C'est d'abord la curiosité naturelle au propriétaire, qui tient à
connaître dans toute son étendue le domaine qu'il possède, à en mesurer
les portions habitables, à en délimiter les mers; puis, ce sont les
exigences d'un commerce encore dans l'enfance, qui ont cependant permis
de transporter jusqu'en Norwège les produits de l'industrie asiatique.

Avec Hérodote, le but s'élève, et c'est déjà le désir de connaître
l'histoire, les mœurs, la religion des peuples étrangers.

Plus tard, avec les croisades, dont le résultat le plus certain fut de
vulgariser l'étude de l'Orient, c'est, pour un petit nombre, le désir
d'arracher aux mains des infidèles le théâtre de la passion d'un Dieu;
pour la plupart, c'est la soif du pillage et l'attrait de l'inconnu.

Si Colomb, cherchant une nouvelle route pour se rendre au pays des
Épices, rencontre l'Amérique sur son chemin, ses successeurs ne sont
plus animés que du désir de faire rapidement fortune. Combien ils
diffèrent de ces nobles Portugais, qui sacrifient leurs intérêts privés
à la gloire et à la prospérité coloniale de leur patrie, et meurent
plus pauvres qu'ils n'étaient au moment où ils ont été investis de ces
fonctions qu'ils devaient honorer.

Au XVIe siècle, le désir d'échapper à la persécution religieuse et la
guerre civile jettent dans le Nouveau Monde ces huguenots et surtout
ces quakers qui, en posant les bases de la prospérité coloniale de
l'Angleterre, devaient transformer l'Amérique.
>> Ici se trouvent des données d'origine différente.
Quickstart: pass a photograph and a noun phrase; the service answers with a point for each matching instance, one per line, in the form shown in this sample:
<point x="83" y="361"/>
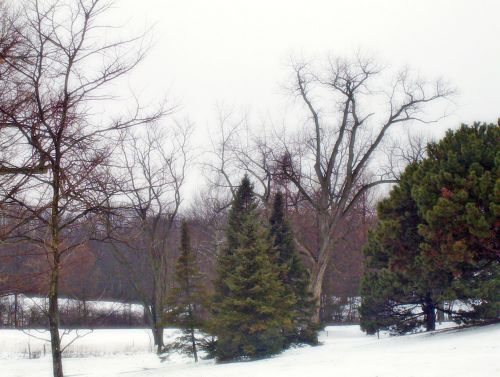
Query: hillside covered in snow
<point x="345" y="351"/>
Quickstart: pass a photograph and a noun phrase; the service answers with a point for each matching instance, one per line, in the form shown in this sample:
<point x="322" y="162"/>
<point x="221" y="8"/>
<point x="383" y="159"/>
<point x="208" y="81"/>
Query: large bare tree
<point x="336" y="157"/>
<point x="154" y="166"/>
<point x="53" y="80"/>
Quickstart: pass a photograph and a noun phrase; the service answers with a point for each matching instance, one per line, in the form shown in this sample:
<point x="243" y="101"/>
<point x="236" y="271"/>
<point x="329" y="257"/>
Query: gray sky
<point x="235" y="52"/>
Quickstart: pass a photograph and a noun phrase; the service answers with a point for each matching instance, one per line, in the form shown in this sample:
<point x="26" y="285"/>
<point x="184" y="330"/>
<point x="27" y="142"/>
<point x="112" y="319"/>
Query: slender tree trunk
<point x="55" y="340"/>
<point x="193" y="344"/>
<point x="158" y="337"/>
<point x="191" y="330"/>
<point x="16" y="305"/>
<point x="319" y="268"/>
<point x="430" y="313"/>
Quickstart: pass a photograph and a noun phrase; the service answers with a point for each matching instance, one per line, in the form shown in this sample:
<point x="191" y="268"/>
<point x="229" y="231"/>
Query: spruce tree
<point x="247" y="319"/>
<point x="458" y="195"/>
<point x="187" y="298"/>
<point x="298" y="301"/>
<point x="437" y="237"/>
<point x="398" y="292"/>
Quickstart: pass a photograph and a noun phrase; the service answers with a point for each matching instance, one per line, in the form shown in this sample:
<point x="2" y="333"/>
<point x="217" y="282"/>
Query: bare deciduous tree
<point x="349" y="117"/>
<point x="55" y="74"/>
<point x="154" y="170"/>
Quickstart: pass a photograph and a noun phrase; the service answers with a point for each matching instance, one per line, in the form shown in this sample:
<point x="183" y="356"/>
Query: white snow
<point x="345" y="351"/>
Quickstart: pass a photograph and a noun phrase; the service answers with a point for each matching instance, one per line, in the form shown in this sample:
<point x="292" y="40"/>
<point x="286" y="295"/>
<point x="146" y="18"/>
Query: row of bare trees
<point x="71" y="172"/>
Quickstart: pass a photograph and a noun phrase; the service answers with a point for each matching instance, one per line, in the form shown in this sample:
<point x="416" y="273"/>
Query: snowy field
<point x="345" y="351"/>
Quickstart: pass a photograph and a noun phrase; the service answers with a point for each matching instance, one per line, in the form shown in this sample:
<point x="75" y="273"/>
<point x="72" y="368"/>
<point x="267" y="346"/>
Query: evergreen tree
<point x="437" y="237"/>
<point x="247" y="319"/>
<point x="298" y="302"/>
<point x="187" y="298"/>
<point x="397" y="291"/>
<point x="458" y="195"/>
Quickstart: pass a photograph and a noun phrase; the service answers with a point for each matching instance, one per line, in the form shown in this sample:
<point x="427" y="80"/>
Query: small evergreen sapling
<point x="187" y="299"/>
<point x="247" y="308"/>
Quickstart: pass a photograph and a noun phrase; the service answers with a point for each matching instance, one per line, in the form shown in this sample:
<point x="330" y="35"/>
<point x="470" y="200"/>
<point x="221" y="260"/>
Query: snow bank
<point x="345" y="351"/>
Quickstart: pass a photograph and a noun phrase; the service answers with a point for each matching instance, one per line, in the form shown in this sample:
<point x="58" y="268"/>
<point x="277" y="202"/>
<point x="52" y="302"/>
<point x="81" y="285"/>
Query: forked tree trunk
<point x="55" y="340"/>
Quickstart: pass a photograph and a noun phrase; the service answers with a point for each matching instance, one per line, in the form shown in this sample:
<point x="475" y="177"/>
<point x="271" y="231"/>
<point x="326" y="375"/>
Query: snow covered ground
<point x="345" y="351"/>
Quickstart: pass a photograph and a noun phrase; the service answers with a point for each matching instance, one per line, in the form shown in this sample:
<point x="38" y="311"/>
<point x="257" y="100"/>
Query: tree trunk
<point x="319" y="268"/>
<point x="430" y="313"/>
<point x="193" y="345"/>
<point x="158" y="338"/>
<point x="55" y="340"/>
<point x="16" y="305"/>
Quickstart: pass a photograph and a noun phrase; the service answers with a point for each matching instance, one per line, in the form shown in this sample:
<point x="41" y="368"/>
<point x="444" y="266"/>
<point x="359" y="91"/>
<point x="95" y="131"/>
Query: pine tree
<point x="458" y="195"/>
<point x="187" y="298"/>
<point x="298" y="301"/>
<point x="437" y="237"/>
<point x="247" y="319"/>
<point x="398" y="292"/>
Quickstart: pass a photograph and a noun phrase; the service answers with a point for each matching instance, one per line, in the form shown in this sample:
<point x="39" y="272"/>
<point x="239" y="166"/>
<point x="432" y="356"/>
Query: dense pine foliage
<point x="248" y="308"/>
<point x="437" y="237"/>
<point x="187" y="299"/>
<point x="294" y="276"/>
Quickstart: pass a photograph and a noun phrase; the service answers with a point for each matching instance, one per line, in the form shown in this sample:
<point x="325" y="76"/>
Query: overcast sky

Le siècle suivant est par excellence colonisateur. En Amérique les
Français, aux Indes les Anglais, en Océanie les Hollandais, établissent
des comptoirs et des loges, tandis que les missionnaires s'efforcent de
conquérir à la foi du Christ et aux idées modernes l'immuable empire du
Milieu.

Le XVIIIe siècle, préparant la voie à notre époque, rectifie les
erreurs accréditées; il relève en détail et par le menu les continents
et les archipels, il perfectionne en un mot les découvertes de ses
devanciers. C'est à la même tâche que se dévouent les explorateurs
modernes, qui tiennent à ne pas laisser échapper à leurs relèvements le
moindre coin de terre, le plus petit îlot. C'est à cette préoccupation
qu'obéissent aussi ces intrépides navigateurs, qui vont explorer les
solitudes glacées des deux pôles et déchirent le dernier lambeau du
voile qui avait si longtemps dérobé le globe à nos regards.
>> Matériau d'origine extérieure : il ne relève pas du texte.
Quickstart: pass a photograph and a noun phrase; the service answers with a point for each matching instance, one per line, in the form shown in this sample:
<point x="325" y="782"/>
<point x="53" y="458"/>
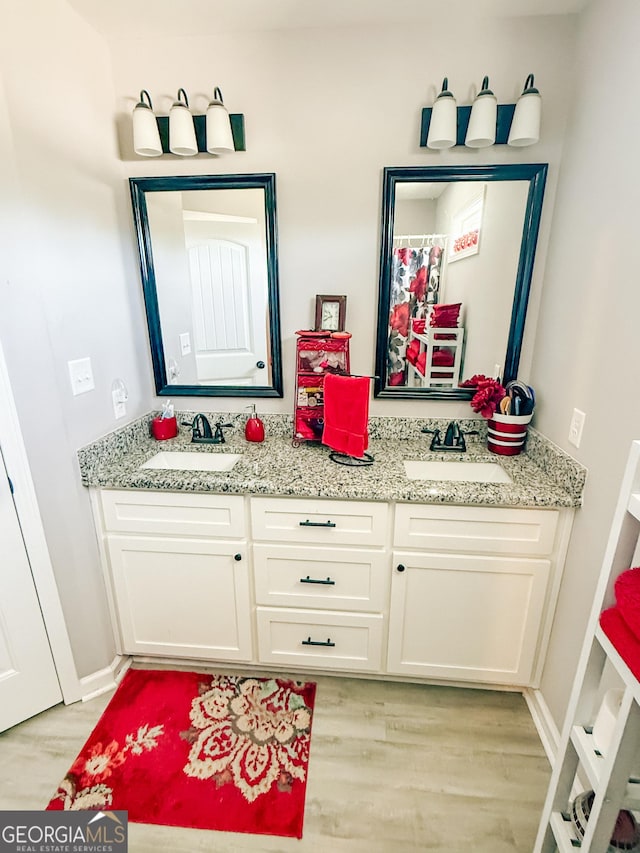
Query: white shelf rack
<point x="609" y="776"/>
<point x="448" y="376"/>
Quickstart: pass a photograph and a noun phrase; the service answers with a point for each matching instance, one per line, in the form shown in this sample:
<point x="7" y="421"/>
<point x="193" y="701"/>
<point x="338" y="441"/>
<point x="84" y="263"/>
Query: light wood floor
<point x="394" y="768"/>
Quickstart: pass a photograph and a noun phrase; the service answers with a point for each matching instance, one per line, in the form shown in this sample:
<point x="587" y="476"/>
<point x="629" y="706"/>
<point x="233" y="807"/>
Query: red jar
<point x="163" y="428"/>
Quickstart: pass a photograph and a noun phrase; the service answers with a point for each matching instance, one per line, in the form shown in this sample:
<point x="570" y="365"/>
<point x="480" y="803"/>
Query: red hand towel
<point x="627" y="590"/>
<point x="623" y="639"/>
<point x="346" y="414"/>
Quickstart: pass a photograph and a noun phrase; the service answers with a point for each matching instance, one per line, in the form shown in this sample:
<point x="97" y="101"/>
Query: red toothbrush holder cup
<point x="507" y="434"/>
<point x="163" y="428"/>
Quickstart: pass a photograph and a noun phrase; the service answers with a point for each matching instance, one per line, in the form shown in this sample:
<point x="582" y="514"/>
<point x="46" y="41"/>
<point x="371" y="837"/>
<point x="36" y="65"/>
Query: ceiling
<point x="139" y="18"/>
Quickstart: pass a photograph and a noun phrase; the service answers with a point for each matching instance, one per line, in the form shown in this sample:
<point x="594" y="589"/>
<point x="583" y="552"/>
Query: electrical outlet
<point x="81" y="376"/>
<point x="119" y="404"/>
<point x="576" y="427"/>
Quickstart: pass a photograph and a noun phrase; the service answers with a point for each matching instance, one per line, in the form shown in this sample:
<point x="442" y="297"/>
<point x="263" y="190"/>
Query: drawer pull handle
<point x="310" y="642"/>
<point x="328" y="581"/>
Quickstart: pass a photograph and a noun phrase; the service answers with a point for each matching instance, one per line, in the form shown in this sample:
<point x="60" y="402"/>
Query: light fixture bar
<point x="505" y="117"/>
<point x="237" y="130"/>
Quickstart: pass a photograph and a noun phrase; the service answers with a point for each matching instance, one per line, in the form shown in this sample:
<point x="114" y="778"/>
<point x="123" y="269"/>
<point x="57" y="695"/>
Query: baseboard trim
<point x="544" y="722"/>
<point x="104" y="679"/>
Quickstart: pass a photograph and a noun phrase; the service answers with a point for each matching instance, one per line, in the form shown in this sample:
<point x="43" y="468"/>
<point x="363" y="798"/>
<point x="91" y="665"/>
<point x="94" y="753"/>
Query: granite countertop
<point x="543" y="476"/>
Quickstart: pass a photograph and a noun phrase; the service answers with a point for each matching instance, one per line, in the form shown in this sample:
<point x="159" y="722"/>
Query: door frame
<point x="24" y="496"/>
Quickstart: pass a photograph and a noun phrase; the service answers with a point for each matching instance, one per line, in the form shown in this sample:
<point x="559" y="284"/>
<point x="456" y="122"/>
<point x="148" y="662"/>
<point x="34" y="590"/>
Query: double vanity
<point x="421" y="566"/>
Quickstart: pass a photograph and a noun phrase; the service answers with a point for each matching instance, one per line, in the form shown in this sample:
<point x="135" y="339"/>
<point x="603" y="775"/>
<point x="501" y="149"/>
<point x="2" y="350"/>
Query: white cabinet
<point x="321" y="582"/>
<point x="416" y="590"/>
<point x="173" y="593"/>
<point x="466" y="617"/>
<point x="468" y="602"/>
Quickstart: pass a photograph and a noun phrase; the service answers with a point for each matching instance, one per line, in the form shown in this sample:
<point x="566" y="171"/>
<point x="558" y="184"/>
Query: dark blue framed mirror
<point x="209" y="267"/>
<point x="458" y="246"/>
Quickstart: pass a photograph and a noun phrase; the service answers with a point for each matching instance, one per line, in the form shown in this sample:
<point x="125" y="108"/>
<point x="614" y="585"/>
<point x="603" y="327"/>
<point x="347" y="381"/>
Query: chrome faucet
<point x="454" y="438"/>
<point x="201" y="432"/>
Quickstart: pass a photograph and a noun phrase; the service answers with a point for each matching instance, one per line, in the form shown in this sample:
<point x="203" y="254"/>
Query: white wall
<point x="484" y="282"/>
<point x="173" y="283"/>
<point x="326" y="110"/>
<point x="587" y="351"/>
<point x="68" y="282"/>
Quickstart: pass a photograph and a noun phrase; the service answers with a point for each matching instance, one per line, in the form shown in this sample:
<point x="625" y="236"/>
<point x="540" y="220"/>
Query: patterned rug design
<point x="205" y="751"/>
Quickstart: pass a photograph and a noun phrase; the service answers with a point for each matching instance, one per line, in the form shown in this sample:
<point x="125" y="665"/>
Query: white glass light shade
<point x="525" y="127"/>
<point x="444" y="120"/>
<point x="219" y="135"/>
<point x="481" y="131"/>
<point x="182" y="134"/>
<point x="146" y="137"/>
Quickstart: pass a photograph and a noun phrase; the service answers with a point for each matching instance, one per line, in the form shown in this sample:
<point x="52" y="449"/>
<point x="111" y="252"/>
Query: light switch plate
<point x="576" y="427"/>
<point x="81" y="376"/>
<point x="119" y="405"/>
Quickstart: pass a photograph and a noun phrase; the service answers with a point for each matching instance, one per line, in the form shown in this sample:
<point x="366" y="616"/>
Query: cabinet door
<point x="466" y="617"/>
<point x="186" y="597"/>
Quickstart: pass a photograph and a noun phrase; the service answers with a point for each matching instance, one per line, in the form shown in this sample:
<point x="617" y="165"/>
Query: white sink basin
<point x="183" y="460"/>
<point x="460" y="472"/>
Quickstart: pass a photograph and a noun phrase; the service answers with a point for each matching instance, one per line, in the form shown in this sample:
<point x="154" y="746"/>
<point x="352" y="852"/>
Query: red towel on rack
<point x="625" y="641"/>
<point x="346" y="414"/>
<point x="627" y="591"/>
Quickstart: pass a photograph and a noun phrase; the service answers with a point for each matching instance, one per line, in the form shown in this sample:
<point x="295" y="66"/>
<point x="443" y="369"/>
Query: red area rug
<point x="190" y="749"/>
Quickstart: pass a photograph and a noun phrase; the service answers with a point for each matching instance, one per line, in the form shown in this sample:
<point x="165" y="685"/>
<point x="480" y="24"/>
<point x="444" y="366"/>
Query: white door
<point x="229" y="323"/>
<point x="28" y="680"/>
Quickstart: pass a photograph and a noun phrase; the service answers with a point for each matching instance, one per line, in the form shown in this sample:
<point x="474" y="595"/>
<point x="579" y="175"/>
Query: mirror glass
<point x="208" y="260"/>
<point x="457" y="252"/>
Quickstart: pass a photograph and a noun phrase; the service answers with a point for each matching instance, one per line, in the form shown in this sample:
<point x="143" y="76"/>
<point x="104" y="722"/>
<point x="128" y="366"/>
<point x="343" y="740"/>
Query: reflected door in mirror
<point x="210" y="278"/>
<point x="458" y="245"/>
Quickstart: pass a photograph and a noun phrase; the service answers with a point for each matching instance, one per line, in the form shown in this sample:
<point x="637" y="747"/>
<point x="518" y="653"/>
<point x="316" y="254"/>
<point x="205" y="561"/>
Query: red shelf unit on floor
<point x="316" y="356"/>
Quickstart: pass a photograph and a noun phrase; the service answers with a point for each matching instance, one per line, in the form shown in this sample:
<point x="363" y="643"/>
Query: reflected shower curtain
<point x="415" y="284"/>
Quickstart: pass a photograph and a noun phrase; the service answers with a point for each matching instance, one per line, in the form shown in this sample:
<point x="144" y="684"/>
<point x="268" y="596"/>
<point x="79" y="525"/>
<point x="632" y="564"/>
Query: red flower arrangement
<point x="488" y="395"/>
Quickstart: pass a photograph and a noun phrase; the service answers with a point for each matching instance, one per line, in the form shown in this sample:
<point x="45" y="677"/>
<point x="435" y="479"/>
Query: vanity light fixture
<point x="525" y="127"/>
<point x="485" y="123"/>
<point x="442" y="129"/>
<point x="219" y="135"/>
<point x="182" y="134"/>
<point x="481" y="131"/>
<point x="146" y="137"/>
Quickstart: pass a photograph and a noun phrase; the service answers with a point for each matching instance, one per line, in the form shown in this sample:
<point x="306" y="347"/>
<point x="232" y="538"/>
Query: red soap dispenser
<point x="254" y="428"/>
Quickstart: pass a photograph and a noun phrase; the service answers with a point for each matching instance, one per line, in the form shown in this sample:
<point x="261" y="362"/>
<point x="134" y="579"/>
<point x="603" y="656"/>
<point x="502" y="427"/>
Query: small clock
<point x="330" y="313"/>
Ainsi donc, tout est connu, classé, catalogué, étiqueté! Mais le
résultat de tant de nobles travaux va-t-il être enterré dans quelque
atlas soigneusement dressé, où n'iront le chercher que les savants de
profession?

Non! Ce globe conquis par nos pères, au prix de tant de fatigues et
de dangers, c'est à nous qu'il appartient de l'utiliser, de le faire
valoir. L'héritage est trop beau pour n'en point tirer parti!
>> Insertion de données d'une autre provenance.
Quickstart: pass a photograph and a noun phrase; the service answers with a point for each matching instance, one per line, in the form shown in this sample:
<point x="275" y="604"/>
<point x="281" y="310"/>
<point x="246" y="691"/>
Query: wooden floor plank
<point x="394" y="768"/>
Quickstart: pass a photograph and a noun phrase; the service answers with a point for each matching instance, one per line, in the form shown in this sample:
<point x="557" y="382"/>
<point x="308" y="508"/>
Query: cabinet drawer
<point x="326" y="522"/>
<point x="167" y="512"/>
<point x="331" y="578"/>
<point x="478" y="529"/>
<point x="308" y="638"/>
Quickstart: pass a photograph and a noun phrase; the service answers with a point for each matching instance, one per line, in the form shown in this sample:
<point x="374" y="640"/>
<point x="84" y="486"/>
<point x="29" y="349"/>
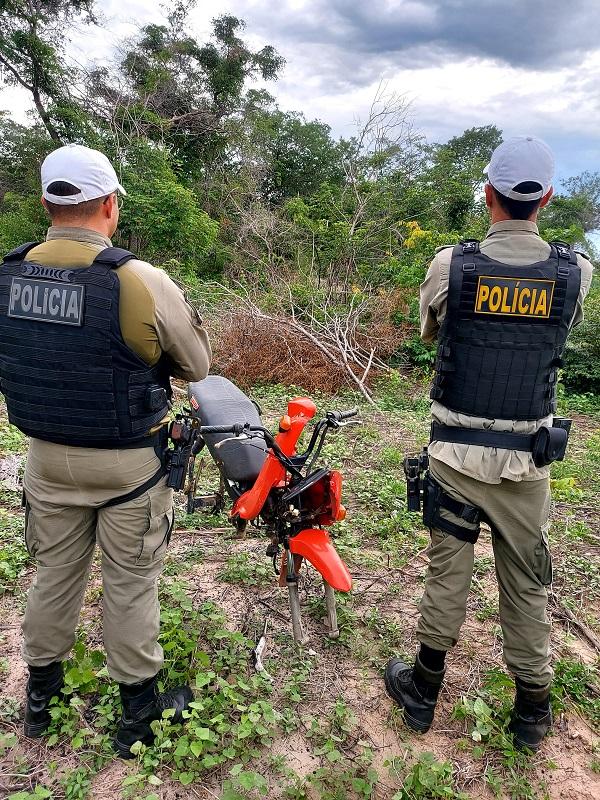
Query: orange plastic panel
<point x="315" y="545"/>
<point x="250" y="504"/>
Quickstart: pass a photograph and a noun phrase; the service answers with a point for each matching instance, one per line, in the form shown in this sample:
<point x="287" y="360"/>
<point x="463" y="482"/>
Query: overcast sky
<point x="528" y="66"/>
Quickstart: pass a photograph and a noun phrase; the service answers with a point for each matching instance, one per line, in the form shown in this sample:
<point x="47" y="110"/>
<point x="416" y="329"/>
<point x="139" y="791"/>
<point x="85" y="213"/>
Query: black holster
<point x="435" y="498"/>
<point x="550" y="444"/>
A nous, par tous les moyens que le progrès des sciences met à notre
disposition, d'étudier, de défricher, d'exploiter! Plus de terrains
en jachère, plus de déserts infranchissables, plus de cours d'eau
inutiles, plus de mers insondables, plus de montagnes inaccessibles!

Les obstacles que la nature nous oppose, nous les supprimons. Les
isthmes de Suez et de Panama nous gênent: nous les coupons. Le Sahara
nous empêche de relier l'Algérie au Sénégal: nous y jetons un railway.
L'Océan nous sépare de l'Amérique: un câble électrique nous y relie. Le
Pas de Calais empêche deux peuples, si bien faits pour s'entendre, de
se serrer cordialement la main: nous y percerons un chemin de fer!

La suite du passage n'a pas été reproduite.